Shadows may be created from overhanging balconies or walkways, nearby buildings or trees. Projecting mullions or columns will produce slowly moving shadows and give rise to large temperature differentials.  The shadow from a cleaning cradle parked for any length of time in front of a glass panel can induce thermal fracture.
 

Handling/glazing
Correct handling and glazing of the glass is essential to avoid edge damage and minimise the risks of thermal and mechanical stress fracture.  The glass should be properly supported and have adequate clearance to allow thermal and structural movements to occur without causing glass to metal contact, especially localised contact.  Window and curtain wall glazing gaskets should be compatible with the service temperature.
 

Checking for thermal safety
Project-specific stress analysis using suitable software should be undertaken and any glazed areas found to be at risk should be thermally treated by heat-strengthening or toughening (and heat soaked).  The safety check should take account of temporary conditions such as scaffolding and cleaning cradles and future conditions such as trees planted in close proximity to a glazed wall.
 

Toughened glass
Uniform load, impact, weld spatter, inadequate clearance and edge damage may also cause breakage of toughened glass, although the risk of breakage is lower since higher stress levels are tolerable.

Thermal breakage of toughened glass with clean cut edges will not occur in normal circumstances because this requires a centre-edge temperature difference of about 90 to 150^oC.  Stress concentrations such as edge damage can cause thermal breakage of toughened glass.
 

Nickel Sulfide inclusions
Glass may contain nickel sulfide impurities, in the form of small crystals, image.  As glass is heated during the toughening process these impurities change state.  The high temperature a-state of the impurities may be frozen when the glass is quenched, and recovery to the low temperature b-state may then take several years.  Spontaneous breakage of the glass may follow, as the low temperature b-state of the nickel sulfide impurities occupies a slightly greater volume and so generates a local stress concentration.  However, only the largest impurities will cause failure, and only then if they are in the core tensile zone of the glass.

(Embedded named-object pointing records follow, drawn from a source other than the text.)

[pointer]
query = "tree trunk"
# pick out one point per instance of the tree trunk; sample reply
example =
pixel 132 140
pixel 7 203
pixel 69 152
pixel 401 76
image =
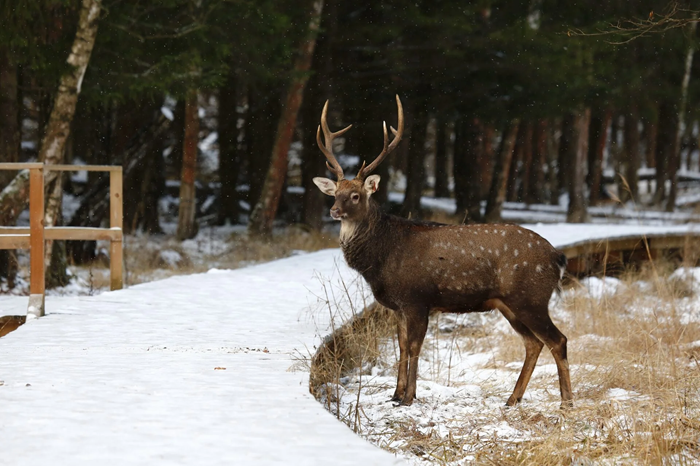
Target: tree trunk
pixel 563 157
pixel 53 144
pixel 535 192
pixel 415 173
pixel 675 161
pixel 9 145
pixel 187 227
pixel 631 156
pixel 264 212
pixel 468 150
pixel 596 148
pixel 649 134
pixel 553 143
pixel 143 154
pixel 442 188
pixel 319 89
pixel 527 162
pixel 9 113
pixel 486 158
pixel 516 165
pixel 578 152
pixel 501 168
pixel 665 147
pixel 229 156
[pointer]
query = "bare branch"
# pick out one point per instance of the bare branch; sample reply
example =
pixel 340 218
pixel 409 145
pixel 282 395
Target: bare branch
pixel 632 29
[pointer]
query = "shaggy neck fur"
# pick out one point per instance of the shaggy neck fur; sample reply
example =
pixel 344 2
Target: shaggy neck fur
pixel 368 242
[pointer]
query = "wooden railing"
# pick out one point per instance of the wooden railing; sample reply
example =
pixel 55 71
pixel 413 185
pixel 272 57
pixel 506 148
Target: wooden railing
pixel 33 238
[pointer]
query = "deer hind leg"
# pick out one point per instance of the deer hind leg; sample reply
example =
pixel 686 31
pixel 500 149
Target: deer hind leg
pixel 417 325
pixel 533 347
pixel 402 378
pixel 543 327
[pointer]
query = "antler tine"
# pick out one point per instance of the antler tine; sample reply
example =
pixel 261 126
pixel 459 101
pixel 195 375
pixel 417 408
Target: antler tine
pixel 327 148
pixel 364 171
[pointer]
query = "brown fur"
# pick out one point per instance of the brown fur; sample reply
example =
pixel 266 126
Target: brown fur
pixel 415 267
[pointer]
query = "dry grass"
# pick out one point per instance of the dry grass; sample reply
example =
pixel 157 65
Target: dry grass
pixel 635 373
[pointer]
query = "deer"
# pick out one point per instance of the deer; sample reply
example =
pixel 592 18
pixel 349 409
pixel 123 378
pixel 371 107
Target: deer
pixel 415 268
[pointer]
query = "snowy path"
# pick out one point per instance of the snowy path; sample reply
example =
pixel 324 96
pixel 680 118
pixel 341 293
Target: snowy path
pixel 130 377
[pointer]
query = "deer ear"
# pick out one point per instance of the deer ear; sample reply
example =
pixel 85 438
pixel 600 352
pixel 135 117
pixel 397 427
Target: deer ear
pixel 325 185
pixel 372 184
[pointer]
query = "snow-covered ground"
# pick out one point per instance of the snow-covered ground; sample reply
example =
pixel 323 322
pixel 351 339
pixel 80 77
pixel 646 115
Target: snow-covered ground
pixel 199 369
pixel 212 369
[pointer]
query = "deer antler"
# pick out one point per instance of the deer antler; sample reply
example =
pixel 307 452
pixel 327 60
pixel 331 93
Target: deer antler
pixel 327 150
pixel 364 171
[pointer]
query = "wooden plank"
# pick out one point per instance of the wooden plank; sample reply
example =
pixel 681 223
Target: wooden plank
pixel 14 241
pixel 116 253
pixel 20 166
pixel 69 233
pixel 82 234
pixel 80 168
pixel 36 228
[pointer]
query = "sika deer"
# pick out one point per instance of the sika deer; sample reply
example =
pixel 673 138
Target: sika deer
pixel 415 267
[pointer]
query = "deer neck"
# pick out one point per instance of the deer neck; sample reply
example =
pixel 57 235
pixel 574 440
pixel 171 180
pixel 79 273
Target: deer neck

One large reputable manufacturer reckons that only 1 critical inclusion occurs in every 13 tonnes of glass that they produce, and that 90% of the inclusions will cause premature breakage during their heat soaking process.  This means that only one nickel sulfide inclusion will ‘get through’ for each 12,700 m² of 4 mm heat soaked toughened glass, or for each 8,470 m² of 6 mm heat soaked toughened glass.

Nickel sulfide failures can start to occur any time after production, with experience suggesting a peak failure rate typically four to five years after production.
 

Diagnosing NiS failure
Nickel sulphide breakage of glass exhibits a characteristic fracture pattern.  However, it is not unusual for toughened glass to fall out of its frame when broken, thereby preventing examination of the fracture pattern and origin.

Assuming that the fractured pane remains in place, at the origin or epicentre of the fracture there should be located two fragments which are larger than the rest and which form a ‘figure of 8’ or ‘butterfly’, image.  In the centre would be located the inclusion which is a small, round, shiny, yellow-black particle which may be as small as 0.05mm in diameter.

The risk of nickel sulfide failure can be reduced by heat soaking as described in Section 08.02.